¿Quién dice que los muertos no sueñan?



Francisco Navarro

Levantó la cabeza hasta que el mentón estuvo encima de sus senos, pero el peso de la resaca la jaló del cabello enmarañado y su cabeza volvió a hundirse en la almohada. Al lado de ella, él, con el cuerpo rígido cubierto por una sábana blanca hasta el pecho, inhalaba y exhalaba como si dentro de su sistema respiratorio un motor se encendiera avivado por la energía que genera la rotación de cientos de pequeñas aspas activadas por el aire. 
 
Gotas de sudor se deslizaron por la frente de ella, obligándola a recogerse los cabellos de la cara y a pasarse la sabana por las sienes. Medio aliviada del bochorno, miró hacía el techo y percibió que éste había sufrido una especie de fenómeno de transparencia porque sus ojos pudieron ver palomas negras y moteadas pasearse por el campanario de la iglesia del pueblo y en el fondo un par de nubes recién nacidas de un humor grisáceo que coqueteaban con el viento de la mañana. Le pareció una locura y lo atribuyó a la falta de sueño y a que un día atrás vio pasar una parvada de palomas cargando en el pico lo que de lejos parecían cabellos largos, muy probablemente de mujer. Tiras delgadas de colores no tan variados como los del arcoíris ni con tan dichoso brillo, pero sí con un destello propio que se diferenciaba del plumaje de las aves y del fondo nubloso, como si los hubieran arrancado recientemente, iluminaban los cielos. 

Quedo estupefacta, al punto de mantener los parpados abiertos más de un minuto sin que le chillaran los ojos. Recobró el parpadeo y con ello la consciencia de ser humana y no un mechón de cabellos arrancados de tajo porque él la desplazó hasta el filo de la cama en un cambio de posición. En el angosto lugar que le sobró apoyó ambos codos sobre la superficie del lecho, formándose un ángulo agudo entre su espalda y la cama, después, con las palmas de ambas manos logró ascender y formó un ángulo recto que el cansancio convirtió en obtuso.
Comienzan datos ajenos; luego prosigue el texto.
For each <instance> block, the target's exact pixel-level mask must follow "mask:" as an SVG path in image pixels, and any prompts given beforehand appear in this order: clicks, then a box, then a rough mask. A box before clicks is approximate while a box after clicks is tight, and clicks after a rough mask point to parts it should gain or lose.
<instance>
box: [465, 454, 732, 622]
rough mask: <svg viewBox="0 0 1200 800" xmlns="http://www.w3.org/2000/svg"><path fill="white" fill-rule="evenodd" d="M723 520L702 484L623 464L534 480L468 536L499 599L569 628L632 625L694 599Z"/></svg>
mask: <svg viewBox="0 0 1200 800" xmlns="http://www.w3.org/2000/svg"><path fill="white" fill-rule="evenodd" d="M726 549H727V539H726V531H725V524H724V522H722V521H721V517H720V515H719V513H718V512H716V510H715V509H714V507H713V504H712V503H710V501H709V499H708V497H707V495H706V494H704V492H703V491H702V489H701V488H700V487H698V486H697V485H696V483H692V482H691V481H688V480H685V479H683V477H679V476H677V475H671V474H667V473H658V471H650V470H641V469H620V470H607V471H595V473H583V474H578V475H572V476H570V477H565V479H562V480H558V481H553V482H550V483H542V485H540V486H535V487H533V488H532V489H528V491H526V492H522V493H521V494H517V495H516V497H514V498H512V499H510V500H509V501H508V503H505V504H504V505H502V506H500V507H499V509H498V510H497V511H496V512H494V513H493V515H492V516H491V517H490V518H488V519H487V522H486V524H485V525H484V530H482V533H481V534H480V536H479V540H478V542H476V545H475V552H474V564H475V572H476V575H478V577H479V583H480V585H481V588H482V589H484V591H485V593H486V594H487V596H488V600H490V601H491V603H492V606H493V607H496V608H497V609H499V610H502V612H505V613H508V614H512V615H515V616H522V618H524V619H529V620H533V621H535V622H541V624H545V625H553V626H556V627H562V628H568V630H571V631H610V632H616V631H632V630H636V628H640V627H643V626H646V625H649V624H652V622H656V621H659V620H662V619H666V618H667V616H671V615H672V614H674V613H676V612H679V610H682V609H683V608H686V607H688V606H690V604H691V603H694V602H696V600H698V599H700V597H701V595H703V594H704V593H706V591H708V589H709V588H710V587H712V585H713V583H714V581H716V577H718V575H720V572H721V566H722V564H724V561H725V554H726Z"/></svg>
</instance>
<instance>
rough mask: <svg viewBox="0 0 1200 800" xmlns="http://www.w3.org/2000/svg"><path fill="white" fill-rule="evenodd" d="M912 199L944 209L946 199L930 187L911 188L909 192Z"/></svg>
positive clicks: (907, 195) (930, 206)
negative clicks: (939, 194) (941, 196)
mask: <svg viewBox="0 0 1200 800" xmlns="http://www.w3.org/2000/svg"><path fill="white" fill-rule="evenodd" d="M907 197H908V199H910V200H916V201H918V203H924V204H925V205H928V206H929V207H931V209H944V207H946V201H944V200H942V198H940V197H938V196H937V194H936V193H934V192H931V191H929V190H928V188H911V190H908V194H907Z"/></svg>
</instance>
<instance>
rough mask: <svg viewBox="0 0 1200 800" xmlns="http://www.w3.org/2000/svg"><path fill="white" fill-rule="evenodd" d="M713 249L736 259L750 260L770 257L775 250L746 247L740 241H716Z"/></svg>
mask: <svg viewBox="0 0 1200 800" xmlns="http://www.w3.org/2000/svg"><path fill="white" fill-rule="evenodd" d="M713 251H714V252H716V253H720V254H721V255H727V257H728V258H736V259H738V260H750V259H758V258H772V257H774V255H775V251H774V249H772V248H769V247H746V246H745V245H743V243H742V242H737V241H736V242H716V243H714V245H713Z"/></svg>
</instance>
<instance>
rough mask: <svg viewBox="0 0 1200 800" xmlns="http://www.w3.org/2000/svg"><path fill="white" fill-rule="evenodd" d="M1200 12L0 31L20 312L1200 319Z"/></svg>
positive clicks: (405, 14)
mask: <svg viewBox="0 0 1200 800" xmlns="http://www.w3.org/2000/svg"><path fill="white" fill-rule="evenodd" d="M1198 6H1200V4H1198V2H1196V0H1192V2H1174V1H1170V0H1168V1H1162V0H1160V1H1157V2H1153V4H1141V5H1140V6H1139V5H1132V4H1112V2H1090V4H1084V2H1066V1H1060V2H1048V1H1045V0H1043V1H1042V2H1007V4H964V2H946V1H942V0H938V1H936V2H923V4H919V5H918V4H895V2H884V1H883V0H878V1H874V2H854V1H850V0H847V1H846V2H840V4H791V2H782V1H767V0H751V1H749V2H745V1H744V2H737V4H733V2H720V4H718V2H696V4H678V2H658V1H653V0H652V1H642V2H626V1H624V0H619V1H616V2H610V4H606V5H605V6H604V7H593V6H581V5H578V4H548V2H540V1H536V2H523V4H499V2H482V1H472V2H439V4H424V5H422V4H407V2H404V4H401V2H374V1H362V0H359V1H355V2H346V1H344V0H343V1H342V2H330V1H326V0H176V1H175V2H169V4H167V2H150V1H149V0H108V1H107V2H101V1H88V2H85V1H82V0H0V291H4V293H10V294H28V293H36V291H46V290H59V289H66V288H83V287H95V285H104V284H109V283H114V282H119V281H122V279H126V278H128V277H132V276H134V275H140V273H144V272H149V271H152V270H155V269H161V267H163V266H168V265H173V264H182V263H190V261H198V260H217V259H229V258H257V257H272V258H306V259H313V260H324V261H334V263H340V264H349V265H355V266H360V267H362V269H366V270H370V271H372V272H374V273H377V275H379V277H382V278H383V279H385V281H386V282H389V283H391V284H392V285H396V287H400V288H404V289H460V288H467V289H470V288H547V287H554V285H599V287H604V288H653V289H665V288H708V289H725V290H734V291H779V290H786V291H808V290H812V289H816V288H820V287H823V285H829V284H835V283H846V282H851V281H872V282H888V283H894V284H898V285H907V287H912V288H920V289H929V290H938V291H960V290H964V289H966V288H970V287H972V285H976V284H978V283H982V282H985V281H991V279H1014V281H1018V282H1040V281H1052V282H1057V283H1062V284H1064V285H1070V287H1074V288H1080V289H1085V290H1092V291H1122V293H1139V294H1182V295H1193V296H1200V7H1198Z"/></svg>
Para cuando consiguió ponerse de pie, el techo había vuelto a su consistencia habitual y nada podía verse a través de él, pero la transparencia habíase desplazado a la puerta, después a las paredes, al piso, al ropero... Frotó sus ojos con la parte palmar de los dedos índice y medio por si las visiones eran alucinaciones, luego pellizcó y palmeó sus cachetes para despertar por completo porque pensó estar entresueños. 

Soñolienta aún, sacudió el polvo que el viento arrastró hasta su rostro. Al rededor, cientos de palomas picoteaban la tierra en busca de cabellos recién enterrados para llevarlos hasta sus nidos. Se sentó a esperar a que alguien reconociera algunos de los suyos y fuese por ella; mientras tanto, platicó de la vida con sus vecinas. 

¿Quién dice que los muertos no sueñan?